When is a pork chop not a pork chop?
What’s a beef shoulder top blade steak? How about a bone-in pork loin chop? And what’s the difference between that and a pork loin top loin chop?
The meat industry’s about to roll out a new labeling system to make sure we know about each cut of meat. The labels are aimed at using more common terms, like porterhouse, T-bone, or Boston roast.
“It’s a very interesting concept. I know there’s some confusion among consumers about the different categories and the different names of meats but to me I think doing this is possibly going to cause even more confusion,” said David Lobel, a New York-based butcher. “For example, people have been calling certain cuts of meat by one name their entire lives and to be told that now that’s no longer acceptable that’s not fair to them.”
The labels are part of a broader marketing effort by the industry to boost sagging sales.
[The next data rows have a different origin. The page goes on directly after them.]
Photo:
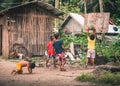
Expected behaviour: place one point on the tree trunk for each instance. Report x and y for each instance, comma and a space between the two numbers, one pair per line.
101, 5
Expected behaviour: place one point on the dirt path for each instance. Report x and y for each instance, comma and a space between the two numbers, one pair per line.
41, 76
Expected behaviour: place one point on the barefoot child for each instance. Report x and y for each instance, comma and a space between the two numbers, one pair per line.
22, 64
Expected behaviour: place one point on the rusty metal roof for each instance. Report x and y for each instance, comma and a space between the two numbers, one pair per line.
38, 4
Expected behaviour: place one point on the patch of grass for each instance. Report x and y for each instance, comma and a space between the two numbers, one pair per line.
106, 78
86, 77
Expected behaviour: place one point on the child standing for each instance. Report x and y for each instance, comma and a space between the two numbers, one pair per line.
51, 52
59, 50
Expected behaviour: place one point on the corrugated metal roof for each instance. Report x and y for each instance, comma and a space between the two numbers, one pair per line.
41, 4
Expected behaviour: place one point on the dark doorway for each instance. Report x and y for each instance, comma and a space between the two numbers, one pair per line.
0, 40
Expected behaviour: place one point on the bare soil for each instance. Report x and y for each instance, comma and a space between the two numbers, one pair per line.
41, 76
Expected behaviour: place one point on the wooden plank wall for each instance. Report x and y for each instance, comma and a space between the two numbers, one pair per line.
30, 32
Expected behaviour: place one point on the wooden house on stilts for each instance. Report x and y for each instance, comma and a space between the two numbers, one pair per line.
26, 28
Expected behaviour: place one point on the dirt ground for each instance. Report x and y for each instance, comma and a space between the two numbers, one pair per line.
41, 76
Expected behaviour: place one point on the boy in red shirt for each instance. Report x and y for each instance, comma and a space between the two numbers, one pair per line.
51, 52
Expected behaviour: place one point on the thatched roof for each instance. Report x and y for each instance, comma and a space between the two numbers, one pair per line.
38, 5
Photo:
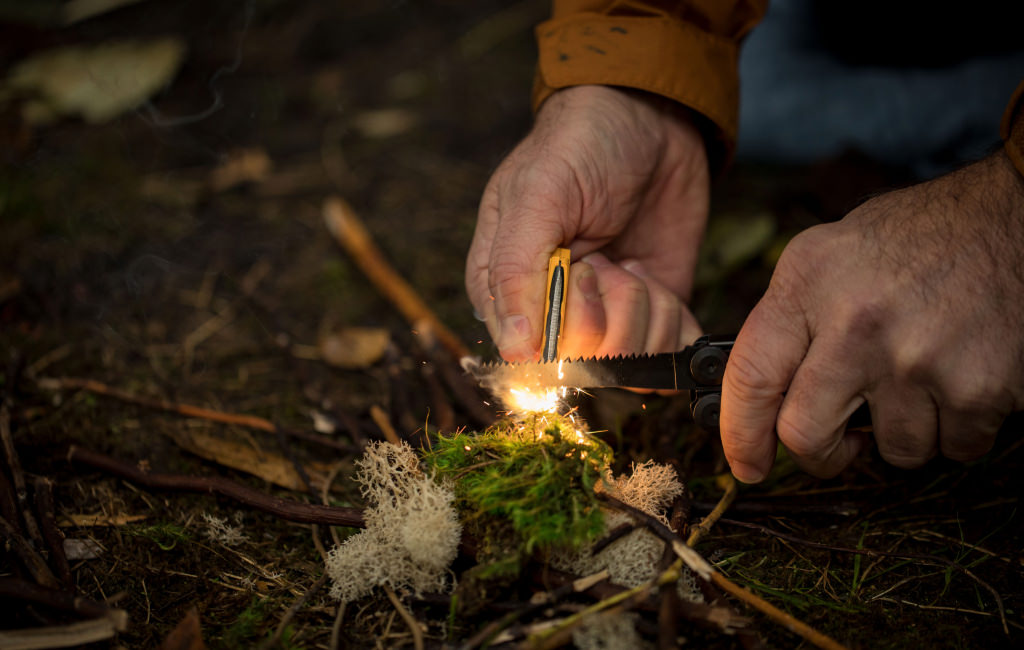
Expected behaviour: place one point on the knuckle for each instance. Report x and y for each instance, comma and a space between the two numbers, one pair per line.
745, 375
902, 448
864, 319
800, 435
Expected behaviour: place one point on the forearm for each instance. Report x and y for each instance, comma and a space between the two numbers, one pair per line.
686, 51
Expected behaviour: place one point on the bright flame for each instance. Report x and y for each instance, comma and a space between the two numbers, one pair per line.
524, 399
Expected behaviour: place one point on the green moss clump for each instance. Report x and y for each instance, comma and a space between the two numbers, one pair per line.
534, 478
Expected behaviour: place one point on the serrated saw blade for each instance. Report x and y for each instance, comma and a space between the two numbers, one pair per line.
667, 371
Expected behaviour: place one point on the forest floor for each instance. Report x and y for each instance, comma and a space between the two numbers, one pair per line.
177, 252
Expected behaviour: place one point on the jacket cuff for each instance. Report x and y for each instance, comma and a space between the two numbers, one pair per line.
1012, 129
658, 54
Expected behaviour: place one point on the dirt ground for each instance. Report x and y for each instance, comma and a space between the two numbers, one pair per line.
178, 252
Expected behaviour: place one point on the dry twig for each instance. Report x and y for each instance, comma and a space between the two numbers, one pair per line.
701, 528
704, 569
71, 383
294, 609
286, 509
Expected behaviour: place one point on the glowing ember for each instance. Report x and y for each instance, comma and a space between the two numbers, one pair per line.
524, 399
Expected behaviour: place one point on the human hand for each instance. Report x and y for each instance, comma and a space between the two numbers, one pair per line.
913, 303
622, 179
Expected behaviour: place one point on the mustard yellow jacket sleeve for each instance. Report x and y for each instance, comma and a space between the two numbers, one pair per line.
686, 50
1012, 128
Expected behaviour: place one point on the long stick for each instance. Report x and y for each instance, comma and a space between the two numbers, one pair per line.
286, 509
346, 227
700, 566
253, 422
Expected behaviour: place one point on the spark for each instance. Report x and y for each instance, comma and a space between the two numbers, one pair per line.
524, 399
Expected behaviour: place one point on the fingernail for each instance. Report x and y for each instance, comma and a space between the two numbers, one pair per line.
635, 267
587, 284
747, 473
514, 336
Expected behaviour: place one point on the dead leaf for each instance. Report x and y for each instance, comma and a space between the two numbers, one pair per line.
384, 123
96, 83
732, 241
77, 519
242, 166
354, 347
82, 549
241, 456
78, 10
187, 635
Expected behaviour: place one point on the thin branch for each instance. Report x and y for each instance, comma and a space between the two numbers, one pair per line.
53, 598
414, 625
349, 231
701, 528
613, 535
885, 554
34, 562
463, 387
72, 383
74, 635
294, 609
540, 601
700, 566
17, 475
286, 509
51, 534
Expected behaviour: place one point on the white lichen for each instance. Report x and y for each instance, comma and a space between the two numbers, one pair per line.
634, 559
412, 532
219, 531
609, 632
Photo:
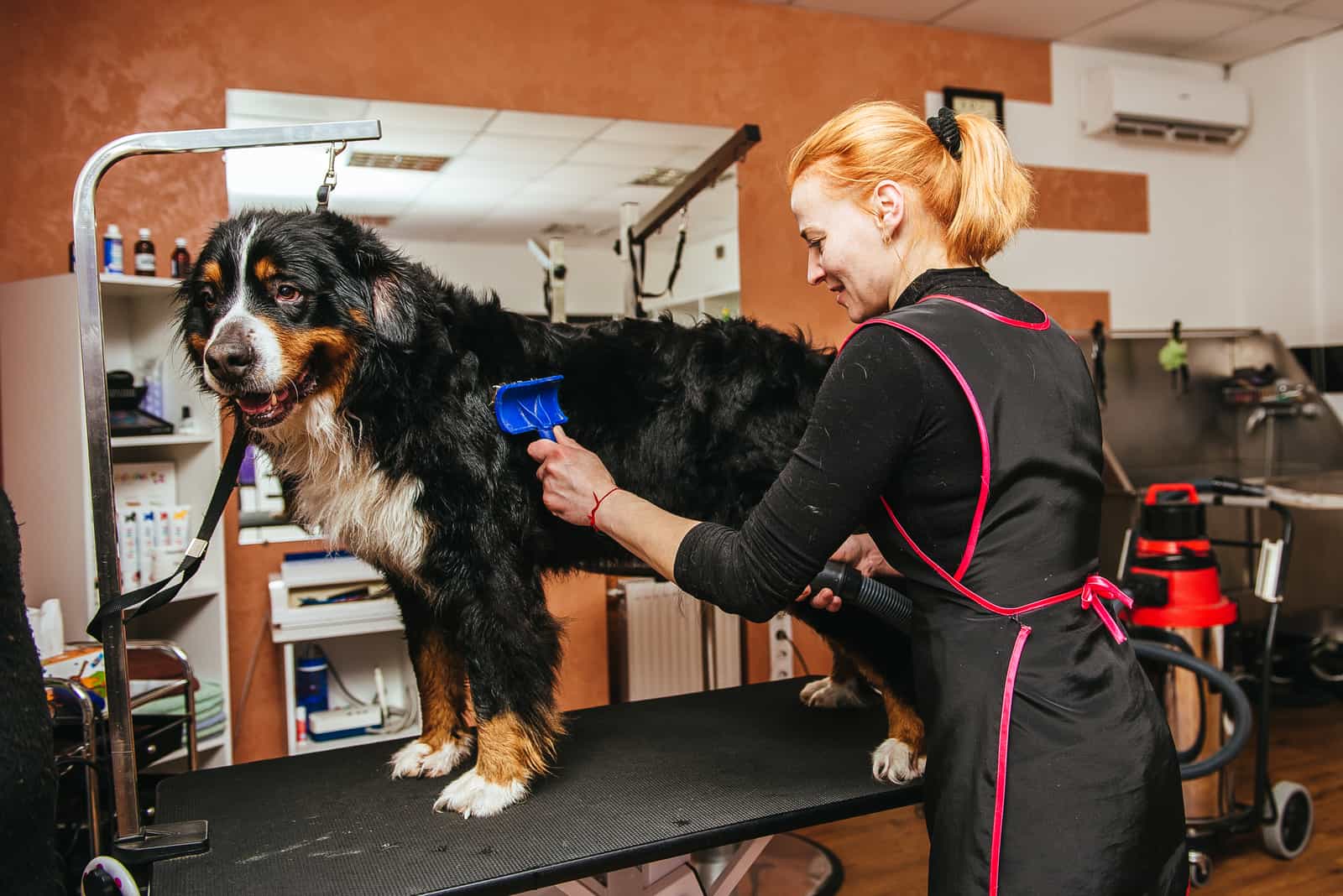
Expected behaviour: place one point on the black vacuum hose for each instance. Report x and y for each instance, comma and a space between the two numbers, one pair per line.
865, 593
896, 609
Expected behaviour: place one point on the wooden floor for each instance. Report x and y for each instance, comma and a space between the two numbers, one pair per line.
886, 855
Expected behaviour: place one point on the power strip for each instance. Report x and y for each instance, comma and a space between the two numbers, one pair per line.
342, 723
781, 647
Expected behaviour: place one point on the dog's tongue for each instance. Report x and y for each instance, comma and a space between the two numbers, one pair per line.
255, 403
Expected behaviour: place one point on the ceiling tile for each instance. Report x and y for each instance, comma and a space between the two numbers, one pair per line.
525, 149
602, 152
293, 107
1043, 19
429, 117
666, 134
546, 125
1257, 38
1320, 9
1165, 26
591, 179
901, 11
420, 143
510, 170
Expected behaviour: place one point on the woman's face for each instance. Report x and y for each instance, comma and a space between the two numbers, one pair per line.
845, 248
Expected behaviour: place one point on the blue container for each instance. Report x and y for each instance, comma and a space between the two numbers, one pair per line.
311, 685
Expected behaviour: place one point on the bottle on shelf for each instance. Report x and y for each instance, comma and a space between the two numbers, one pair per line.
112, 251
180, 258
144, 253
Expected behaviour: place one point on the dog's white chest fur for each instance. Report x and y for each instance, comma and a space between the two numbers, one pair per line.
342, 491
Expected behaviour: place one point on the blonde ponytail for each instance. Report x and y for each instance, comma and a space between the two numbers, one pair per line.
995, 195
978, 201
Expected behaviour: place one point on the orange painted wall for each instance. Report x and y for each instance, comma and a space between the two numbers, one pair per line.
80, 74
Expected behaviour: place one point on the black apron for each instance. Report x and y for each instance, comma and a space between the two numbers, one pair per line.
1051, 765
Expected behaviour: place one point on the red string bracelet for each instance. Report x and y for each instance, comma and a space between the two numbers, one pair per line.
598, 503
“I don’t think labels is a solution. The person that walks in and has been referring to something a certain way their entire life and they’re walking through the supermarket and they don’t see that name anymore, what do they do now?” Lobel added.
“You want to buy a New York strip steak, that’s also called a shell steak, that’s also called a sirloin steak, it’s also called a Kansas City steak. If someone walks in and they’ve called it a shell steak their entire life and then someone says they don’t have that, what is it, a strip steak?”